Description

The course is a graduate level in quantum mechanics with emphasis on providing the students with tools to understand the advanced courses within the quantum branch of the master program. The introductory undergraduate quantum mechanics curriculum is reviewed and expanded with emphasis on important concepts such as symmetries, approximate methods, scattering theory, and second quantization.

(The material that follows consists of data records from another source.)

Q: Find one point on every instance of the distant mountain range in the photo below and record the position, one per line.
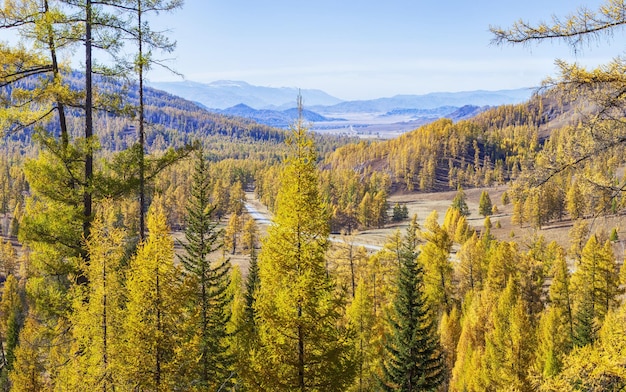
(275, 106)
(223, 94)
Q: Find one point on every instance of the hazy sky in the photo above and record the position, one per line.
(360, 49)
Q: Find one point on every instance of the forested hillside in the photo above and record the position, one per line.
(128, 261)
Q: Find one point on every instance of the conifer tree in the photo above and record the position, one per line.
(151, 323)
(509, 346)
(412, 359)
(207, 281)
(459, 202)
(596, 281)
(11, 322)
(484, 205)
(302, 344)
(435, 259)
(363, 321)
(28, 369)
(97, 316)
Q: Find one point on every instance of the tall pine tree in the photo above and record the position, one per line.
(413, 359)
(207, 281)
(302, 345)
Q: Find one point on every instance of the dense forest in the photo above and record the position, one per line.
(128, 260)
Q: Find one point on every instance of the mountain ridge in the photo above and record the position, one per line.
(224, 94)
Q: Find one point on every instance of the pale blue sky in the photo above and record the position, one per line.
(362, 49)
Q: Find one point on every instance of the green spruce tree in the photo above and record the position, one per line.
(207, 278)
(413, 359)
(302, 343)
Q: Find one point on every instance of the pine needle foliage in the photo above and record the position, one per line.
(413, 359)
(207, 278)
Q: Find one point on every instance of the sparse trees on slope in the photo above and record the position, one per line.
(413, 359)
(605, 130)
(484, 205)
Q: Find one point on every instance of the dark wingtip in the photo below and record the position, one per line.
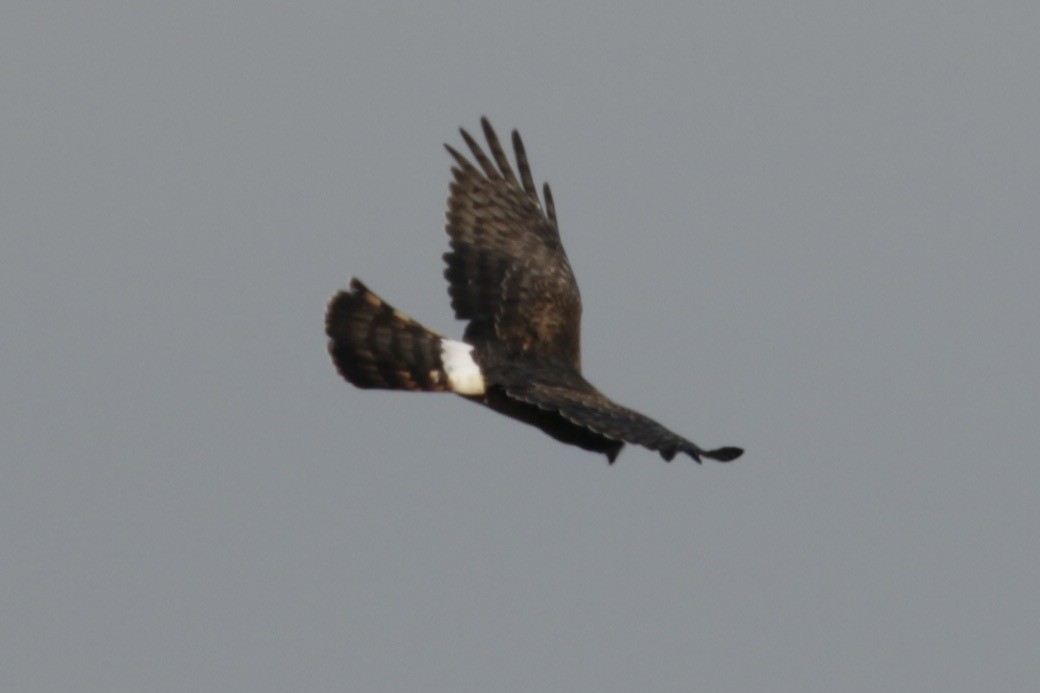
(724, 454)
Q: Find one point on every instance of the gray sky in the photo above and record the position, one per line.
(809, 229)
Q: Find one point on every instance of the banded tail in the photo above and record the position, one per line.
(375, 347)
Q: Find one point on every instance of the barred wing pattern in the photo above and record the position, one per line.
(510, 278)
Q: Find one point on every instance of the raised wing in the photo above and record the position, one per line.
(589, 409)
(508, 272)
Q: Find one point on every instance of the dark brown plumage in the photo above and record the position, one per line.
(510, 278)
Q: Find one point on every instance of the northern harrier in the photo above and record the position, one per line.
(520, 355)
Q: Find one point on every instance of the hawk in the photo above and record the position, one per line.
(520, 354)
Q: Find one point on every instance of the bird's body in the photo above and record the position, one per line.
(520, 355)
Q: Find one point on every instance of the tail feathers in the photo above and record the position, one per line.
(373, 345)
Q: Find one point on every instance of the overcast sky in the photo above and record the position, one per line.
(809, 229)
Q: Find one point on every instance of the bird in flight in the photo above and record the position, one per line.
(520, 355)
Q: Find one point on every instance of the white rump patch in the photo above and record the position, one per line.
(464, 375)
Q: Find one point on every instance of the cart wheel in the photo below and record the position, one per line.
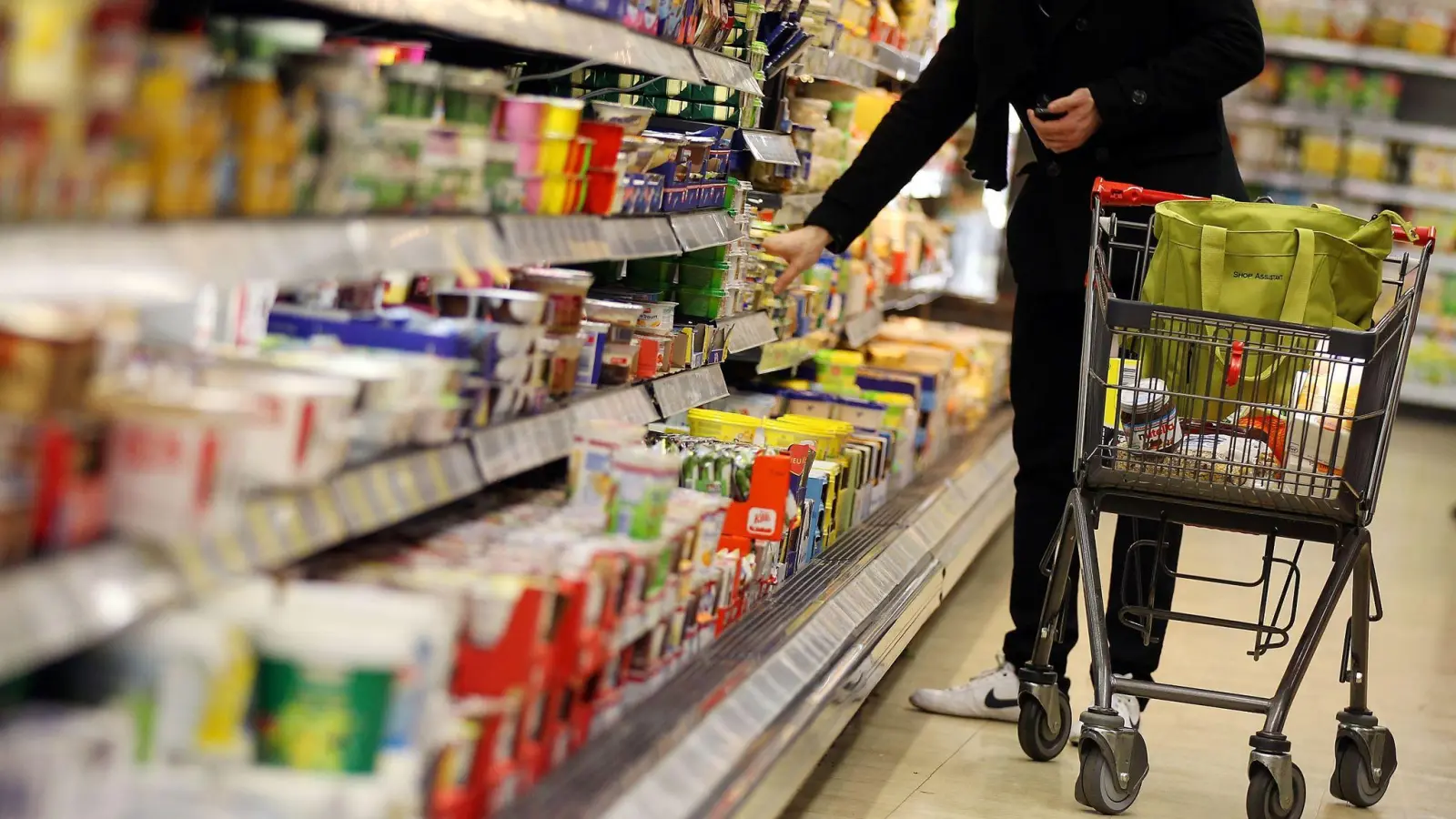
(1097, 783)
(1037, 741)
(1351, 777)
(1263, 800)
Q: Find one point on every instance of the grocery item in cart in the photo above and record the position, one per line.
(1149, 417)
(1223, 458)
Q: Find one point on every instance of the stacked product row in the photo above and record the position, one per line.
(1423, 28)
(106, 436)
(443, 668)
(271, 116)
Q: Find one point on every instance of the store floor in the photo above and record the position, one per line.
(895, 763)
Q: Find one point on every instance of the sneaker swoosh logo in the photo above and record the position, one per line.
(992, 702)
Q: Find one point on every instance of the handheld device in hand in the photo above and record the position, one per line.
(1045, 114)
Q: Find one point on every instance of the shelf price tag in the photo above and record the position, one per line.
(320, 519)
(861, 329)
(750, 331)
(683, 390)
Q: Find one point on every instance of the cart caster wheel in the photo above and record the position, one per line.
(1263, 800)
(1037, 739)
(1098, 787)
(1351, 780)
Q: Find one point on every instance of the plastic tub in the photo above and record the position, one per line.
(652, 274)
(608, 137)
(657, 317)
(706, 303)
(579, 157)
(562, 116)
(565, 292)
(551, 155)
(703, 274)
(523, 116)
(602, 193)
(632, 118)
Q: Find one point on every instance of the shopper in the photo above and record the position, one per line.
(1135, 91)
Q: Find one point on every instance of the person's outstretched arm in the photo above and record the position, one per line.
(925, 116)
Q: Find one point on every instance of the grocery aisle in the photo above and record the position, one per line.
(895, 763)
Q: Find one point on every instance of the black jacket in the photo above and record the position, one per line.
(1158, 70)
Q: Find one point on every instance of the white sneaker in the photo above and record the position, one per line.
(1125, 704)
(989, 695)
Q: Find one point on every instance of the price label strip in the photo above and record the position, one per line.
(631, 405)
(683, 390)
(635, 238)
(354, 493)
(706, 229)
(521, 446)
(320, 519)
(771, 147)
(861, 329)
(750, 331)
(727, 72)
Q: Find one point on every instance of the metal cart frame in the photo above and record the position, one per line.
(1219, 486)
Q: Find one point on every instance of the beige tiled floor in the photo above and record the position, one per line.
(897, 763)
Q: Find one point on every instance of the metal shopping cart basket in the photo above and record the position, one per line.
(1298, 455)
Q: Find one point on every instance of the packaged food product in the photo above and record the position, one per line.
(565, 292)
(1366, 157)
(1222, 458)
(1320, 152)
(1148, 417)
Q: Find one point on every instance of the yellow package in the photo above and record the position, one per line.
(730, 428)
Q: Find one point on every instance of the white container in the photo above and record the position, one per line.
(303, 426)
(657, 317)
(196, 671)
(174, 465)
(325, 688)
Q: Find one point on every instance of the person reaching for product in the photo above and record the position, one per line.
(1125, 89)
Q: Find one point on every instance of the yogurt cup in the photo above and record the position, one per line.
(657, 317)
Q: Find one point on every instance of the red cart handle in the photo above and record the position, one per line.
(1235, 370)
(1121, 194)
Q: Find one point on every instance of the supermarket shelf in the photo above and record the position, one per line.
(56, 606)
(743, 724)
(67, 602)
(836, 67)
(167, 261)
(1398, 194)
(1436, 397)
(771, 146)
(1366, 56)
(504, 450)
(1281, 116)
(683, 390)
(542, 26)
(749, 331)
(703, 229)
(1394, 130)
(909, 299)
(863, 327)
(786, 353)
(1290, 181)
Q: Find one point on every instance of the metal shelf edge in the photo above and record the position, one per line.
(713, 765)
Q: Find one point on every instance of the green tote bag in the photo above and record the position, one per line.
(1308, 266)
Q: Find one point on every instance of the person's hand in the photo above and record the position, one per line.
(1074, 130)
(800, 248)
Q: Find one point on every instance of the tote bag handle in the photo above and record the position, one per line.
(1212, 245)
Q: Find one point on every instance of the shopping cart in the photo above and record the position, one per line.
(1295, 452)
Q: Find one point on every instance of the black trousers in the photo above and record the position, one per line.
(1046, 359)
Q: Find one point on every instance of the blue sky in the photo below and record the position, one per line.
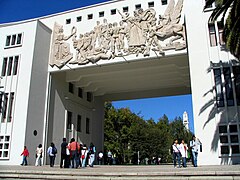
(15, 10)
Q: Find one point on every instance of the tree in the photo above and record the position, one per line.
(231, 32)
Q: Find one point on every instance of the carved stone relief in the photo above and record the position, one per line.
(138, 34)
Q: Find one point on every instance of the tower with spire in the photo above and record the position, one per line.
(185, 120)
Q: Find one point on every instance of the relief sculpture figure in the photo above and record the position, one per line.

The course introduces the concepts of propagators and density matrices, applied to physical examples, as well as relativistic quantum mechanics.

Knowledge:

The course gives knowledge about the modern quantum mechanics formalism, including Dirac notation, density matrices, different representations (such as e.g. position and momentum representations), and the importance of symmetries for conservation laws and practical solutions of quantum mechanical problems. Furthermore, the principles of scattering theory and time-dependent perturbation theory is an important part of the course, as well as introductions to relativistic and many-particle states.

 

Skills:

The course should provide the student with the ability to:

• Understand a quantum mechanical description of physical systems.
• Solve  both time-dependent and time-independent
  
  simple examples of quantum mechanical problems using the Dirac formalism.
• Use the concept of propagators and understand Feynman's method of path integrals.
• Use symmetry arguments to simplify the c.alculations and to understand the corresponding conserved quantities
• Calculate scattering amplitudes using advanced scattering theory
• Formulate and perform calculations on many-body problems in terms of second quantization.
• Understand the relativistic Dirac equation and its relation to non-relativistic quantum mechanics.

 

Competences:

This course will provide the students with the necessary background for further studies in the different topics of quantum physics, such as quantum optics, condensed matter physics and particle physics, and it will give the student some of the necessary tools needed for analyzing physical systems where quantum mechanical effects play an important role. Students will also be introduced to simple quantum computations that allow us to illustrate and probe the behavior of quantum systems.

Recommended qualifications

10-15 ECTS undergraduate courses in quantum mechanics



Academic qualifications equivalent to a BSc degree is recommended.